Quizás nuestra experiencia cotidiana lo desmiente, pero desde una perspectiva bíblica, es difícil imaginar
a un pueblo formado por el Espíritu que no exhiba el don y el oficio proféticos tan fundamentales para la
iglesia en Corinto, donde la profecía no era solo un don espiritual sino el más grande de ellos (1 Corintios
12:10; 14:1).
¿Debería cesar “el que profetiza a los demás para edificarlos, animarlos y consolarlos” (14:3)? ¡No! Más
bien, la exhortación de Pablo de “No apagar el Espíritu. No despreciar las profecías” todavía sigue vigente
hoy en día (1 Tesalonicenses 5:19, 20).
El siguiente verso (“Probar todas las cosas; retener lo que es bueno”) habla al reverso de esta realidad
profética. Donde hay verdaderos profetas, también habrá falsos. La advertencia repetida de los falsos
profetas supone la existencia de la verdad (Deuteronomio 13:1-5; Ezequiel 22:28; Mateo 24:11; 1 Juan 4:1-
3). No negamos la palabra profética, pero debemos probar lo que dice el estándar de Cristo y Su Palabra.

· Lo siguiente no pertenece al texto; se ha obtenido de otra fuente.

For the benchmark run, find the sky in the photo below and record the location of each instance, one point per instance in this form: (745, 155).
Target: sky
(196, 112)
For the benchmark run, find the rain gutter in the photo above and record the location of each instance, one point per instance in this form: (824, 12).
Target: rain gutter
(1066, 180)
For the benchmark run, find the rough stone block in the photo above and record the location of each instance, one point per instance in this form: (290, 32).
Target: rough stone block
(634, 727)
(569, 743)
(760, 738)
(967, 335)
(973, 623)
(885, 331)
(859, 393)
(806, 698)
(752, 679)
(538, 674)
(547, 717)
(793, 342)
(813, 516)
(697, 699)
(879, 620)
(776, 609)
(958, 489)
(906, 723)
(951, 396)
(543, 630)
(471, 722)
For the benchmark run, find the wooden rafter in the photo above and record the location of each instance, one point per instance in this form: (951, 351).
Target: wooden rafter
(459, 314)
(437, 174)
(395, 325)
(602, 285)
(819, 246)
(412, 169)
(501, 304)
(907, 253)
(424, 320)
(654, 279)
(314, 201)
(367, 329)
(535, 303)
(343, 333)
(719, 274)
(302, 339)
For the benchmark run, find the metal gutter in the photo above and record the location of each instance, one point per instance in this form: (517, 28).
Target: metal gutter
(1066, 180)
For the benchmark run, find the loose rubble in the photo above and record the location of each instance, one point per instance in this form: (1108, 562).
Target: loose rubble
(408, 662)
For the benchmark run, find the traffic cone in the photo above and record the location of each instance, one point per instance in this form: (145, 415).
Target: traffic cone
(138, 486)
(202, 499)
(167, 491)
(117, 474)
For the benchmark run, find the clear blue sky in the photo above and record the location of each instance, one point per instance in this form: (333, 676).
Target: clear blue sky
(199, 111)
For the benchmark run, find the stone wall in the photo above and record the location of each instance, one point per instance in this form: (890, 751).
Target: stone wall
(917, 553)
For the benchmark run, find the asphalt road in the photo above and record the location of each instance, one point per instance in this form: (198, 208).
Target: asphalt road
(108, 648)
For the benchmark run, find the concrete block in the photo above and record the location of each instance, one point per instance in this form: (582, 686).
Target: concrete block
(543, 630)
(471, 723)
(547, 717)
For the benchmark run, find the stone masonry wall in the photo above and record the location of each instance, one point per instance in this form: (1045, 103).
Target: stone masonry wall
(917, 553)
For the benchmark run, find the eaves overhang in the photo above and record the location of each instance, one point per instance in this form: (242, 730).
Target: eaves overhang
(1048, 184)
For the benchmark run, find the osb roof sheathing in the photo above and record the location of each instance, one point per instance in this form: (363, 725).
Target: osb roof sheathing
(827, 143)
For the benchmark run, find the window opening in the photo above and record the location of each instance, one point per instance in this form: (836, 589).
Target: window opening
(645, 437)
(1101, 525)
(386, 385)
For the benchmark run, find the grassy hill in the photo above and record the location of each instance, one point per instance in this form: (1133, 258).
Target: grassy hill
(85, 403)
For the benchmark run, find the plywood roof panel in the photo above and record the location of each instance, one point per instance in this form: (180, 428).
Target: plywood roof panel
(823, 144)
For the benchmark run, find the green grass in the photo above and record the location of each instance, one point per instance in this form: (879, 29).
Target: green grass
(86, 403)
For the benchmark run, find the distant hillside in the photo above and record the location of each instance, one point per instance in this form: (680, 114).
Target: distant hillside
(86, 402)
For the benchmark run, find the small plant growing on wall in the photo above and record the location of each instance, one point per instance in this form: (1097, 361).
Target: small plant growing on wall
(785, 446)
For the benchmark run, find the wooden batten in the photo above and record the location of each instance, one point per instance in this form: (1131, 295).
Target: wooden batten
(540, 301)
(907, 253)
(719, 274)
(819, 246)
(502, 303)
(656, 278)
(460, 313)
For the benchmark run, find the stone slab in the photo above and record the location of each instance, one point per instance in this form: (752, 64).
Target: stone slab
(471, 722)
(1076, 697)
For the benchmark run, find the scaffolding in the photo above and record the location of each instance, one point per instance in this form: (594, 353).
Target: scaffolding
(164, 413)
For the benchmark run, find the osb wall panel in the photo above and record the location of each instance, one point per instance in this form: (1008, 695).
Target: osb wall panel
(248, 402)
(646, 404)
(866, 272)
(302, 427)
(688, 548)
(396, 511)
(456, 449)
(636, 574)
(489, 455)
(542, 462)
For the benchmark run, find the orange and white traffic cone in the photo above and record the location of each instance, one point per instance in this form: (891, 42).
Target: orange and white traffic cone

Si bien el oficio formal de profeta puede no existir entre nosotros, ese ministerio todavía se mueve donde
el Espíritu Santo opera en la iglesia. ¿Cómo lo definimos e identificamos correctamente? El profeta Hageo
dio una respuesta simple: “El mensajero del Señor, habló el mensaje del Señor al pueblo . . . ” (1:13). El
profeta entrega el mensaje “Así dice el Señor” que salvaguarda a la comunidad de fe. El profeta predice el
juicio, la liberación, sí, pero primero nos llama a la fidelidad y al arrepentimiento, reprendiendo la apatía, la
injusticia y las falsas alianzas.
¿Se necesita este ministerio hoy en día? ¡Sí! ¿Hay profetas que están a la altura de la tarea? Espero. Más
importante, ¿reconocemos el mensaje del Señor cuando lo escuchamos, incluso cuando nos incomoda?
Porque ese es el papel del profeta: desafiar a los cómodos y consolar a los desafiados.